Uribe's cousin turns himself in, amid alleged far-right ties

BOGOTA (AFP) — A cousin of President Alvaro Uribe sought for alleged links to right-wing paramilitary squads turned himself in Tuesday, after Costa Rica denied him asylum at its embassy, an AFP reporter said.

Mario Uribe surrendered to Attorney General officials at the embassy, where he went to in the morning and waited for nine hours for an answer to his political asylum request.

The Costa Rican Foreign Ministry turned him down, saying his asylum bid was "inadmissible," and stressing that the "historical tradition of asylum must not be defiled" by somebody charged with promoting outlawed armed groups.

The former lawmaker was escorted out of the embassy and driven away in a van amid a throng of reporters and human rights activists who were demanding Costa Rica give him up.

Uribe was taken to a holding facility at the Attorney General's office.

President Uribe said in a statement that he was in "pain" over his cousin's arrest, but said that would neither interfere with his responsibilities nor impede "other branches of government" from carrying out their duties.

"I assume this pain with patriotism," he said.

Mario Uribe presided over Colombia's senate until October 2007, when a Supreme Court investigation into ties between the paramilitaries and politicians uncovered information linking him to land purchases from the paramilitaries.

The investigation has linked 62 politicians to the paramilitaries.
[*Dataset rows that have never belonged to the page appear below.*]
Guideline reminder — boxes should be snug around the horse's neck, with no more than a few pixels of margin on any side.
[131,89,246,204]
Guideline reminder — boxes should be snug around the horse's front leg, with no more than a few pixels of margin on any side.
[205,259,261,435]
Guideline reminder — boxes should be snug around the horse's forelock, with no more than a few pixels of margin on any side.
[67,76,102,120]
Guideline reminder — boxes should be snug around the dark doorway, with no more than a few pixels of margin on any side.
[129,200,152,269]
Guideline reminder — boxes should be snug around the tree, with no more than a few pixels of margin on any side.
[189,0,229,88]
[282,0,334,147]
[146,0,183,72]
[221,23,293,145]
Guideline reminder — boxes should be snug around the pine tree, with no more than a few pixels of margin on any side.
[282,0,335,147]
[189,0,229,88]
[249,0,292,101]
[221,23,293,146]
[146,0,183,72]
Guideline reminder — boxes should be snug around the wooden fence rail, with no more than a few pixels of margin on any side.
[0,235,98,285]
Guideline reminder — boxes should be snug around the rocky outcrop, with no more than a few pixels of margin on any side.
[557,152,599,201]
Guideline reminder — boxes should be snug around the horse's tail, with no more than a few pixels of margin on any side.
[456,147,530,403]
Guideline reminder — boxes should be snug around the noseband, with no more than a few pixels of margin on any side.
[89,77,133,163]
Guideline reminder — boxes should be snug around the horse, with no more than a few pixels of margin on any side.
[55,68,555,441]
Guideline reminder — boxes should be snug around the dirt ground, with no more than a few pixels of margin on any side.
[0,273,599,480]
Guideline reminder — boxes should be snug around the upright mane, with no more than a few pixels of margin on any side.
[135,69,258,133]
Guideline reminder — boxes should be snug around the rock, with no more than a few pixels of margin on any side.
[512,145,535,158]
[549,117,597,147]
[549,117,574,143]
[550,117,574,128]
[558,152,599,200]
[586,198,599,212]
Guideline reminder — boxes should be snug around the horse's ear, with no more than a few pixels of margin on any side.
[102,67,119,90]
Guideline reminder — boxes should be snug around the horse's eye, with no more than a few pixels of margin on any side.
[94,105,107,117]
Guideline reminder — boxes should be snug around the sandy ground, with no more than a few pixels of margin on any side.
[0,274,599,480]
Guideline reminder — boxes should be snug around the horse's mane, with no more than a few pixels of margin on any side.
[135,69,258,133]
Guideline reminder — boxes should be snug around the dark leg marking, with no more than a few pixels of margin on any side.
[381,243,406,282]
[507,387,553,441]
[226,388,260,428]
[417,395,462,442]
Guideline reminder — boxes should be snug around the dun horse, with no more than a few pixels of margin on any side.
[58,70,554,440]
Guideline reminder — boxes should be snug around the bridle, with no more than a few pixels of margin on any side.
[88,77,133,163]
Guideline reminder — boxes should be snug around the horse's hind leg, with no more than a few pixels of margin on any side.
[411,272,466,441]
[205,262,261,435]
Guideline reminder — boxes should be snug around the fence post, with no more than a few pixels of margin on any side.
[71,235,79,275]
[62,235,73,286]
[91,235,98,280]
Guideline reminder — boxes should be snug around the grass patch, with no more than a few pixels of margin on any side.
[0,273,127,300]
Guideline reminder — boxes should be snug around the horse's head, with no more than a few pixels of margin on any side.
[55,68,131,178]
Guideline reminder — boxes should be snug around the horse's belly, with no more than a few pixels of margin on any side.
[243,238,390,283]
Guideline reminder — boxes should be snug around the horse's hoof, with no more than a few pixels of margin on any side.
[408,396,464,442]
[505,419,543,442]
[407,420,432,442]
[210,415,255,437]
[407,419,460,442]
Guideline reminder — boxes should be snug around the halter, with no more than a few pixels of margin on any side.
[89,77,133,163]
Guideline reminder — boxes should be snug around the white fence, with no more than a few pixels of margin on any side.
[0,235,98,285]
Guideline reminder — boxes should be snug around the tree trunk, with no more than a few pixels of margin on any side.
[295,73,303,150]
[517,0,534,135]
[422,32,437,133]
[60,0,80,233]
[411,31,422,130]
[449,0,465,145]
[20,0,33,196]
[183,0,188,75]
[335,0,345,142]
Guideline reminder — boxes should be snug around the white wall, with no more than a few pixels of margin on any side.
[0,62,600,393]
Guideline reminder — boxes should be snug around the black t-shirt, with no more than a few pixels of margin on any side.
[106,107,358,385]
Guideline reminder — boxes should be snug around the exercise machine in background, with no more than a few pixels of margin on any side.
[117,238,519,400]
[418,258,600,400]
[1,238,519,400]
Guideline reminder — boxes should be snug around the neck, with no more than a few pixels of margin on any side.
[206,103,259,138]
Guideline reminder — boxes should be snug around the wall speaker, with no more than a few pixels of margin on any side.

Of those, 31 former or current legislators have been jailed.

One of the main witnesses against Mario Uribe is Jairo Castillo (nicknamed 'Pitirri'), a former paramilitary fighter who took refuge in the United States.

Castillo claims that Mario Uribe met several times with leaders of the United Self-Defense Forces of Colombia (AUC) to help take over land in northern and north-eastern Colombia.

The current president of Colombia's Congress, Nancy Gutierrez, is also being investigated for alleged paramilitary ties.

The US-based Human Rights Watch earlier issued a statement urging Costa Rica to turn over Uribe to Colombian authorities.

"It's utterly absurd for Mario Uribe, one of Colombia's most powerful politicians, to claim he is somehow a victim who needs asylum," said Jose Miguel Vivanco, Americas director at Human Rights Watch.

"On the contrary, Colombia's judicial authorities deserve international support in investigating paramilitaries' infiltration of the political system."

The paramilitaries are far-right militias formed in the 1980s to protect wealthy Colombian landowners against leftist guerrillas, and have been accused of drug-trafficking and atrocities against civilians.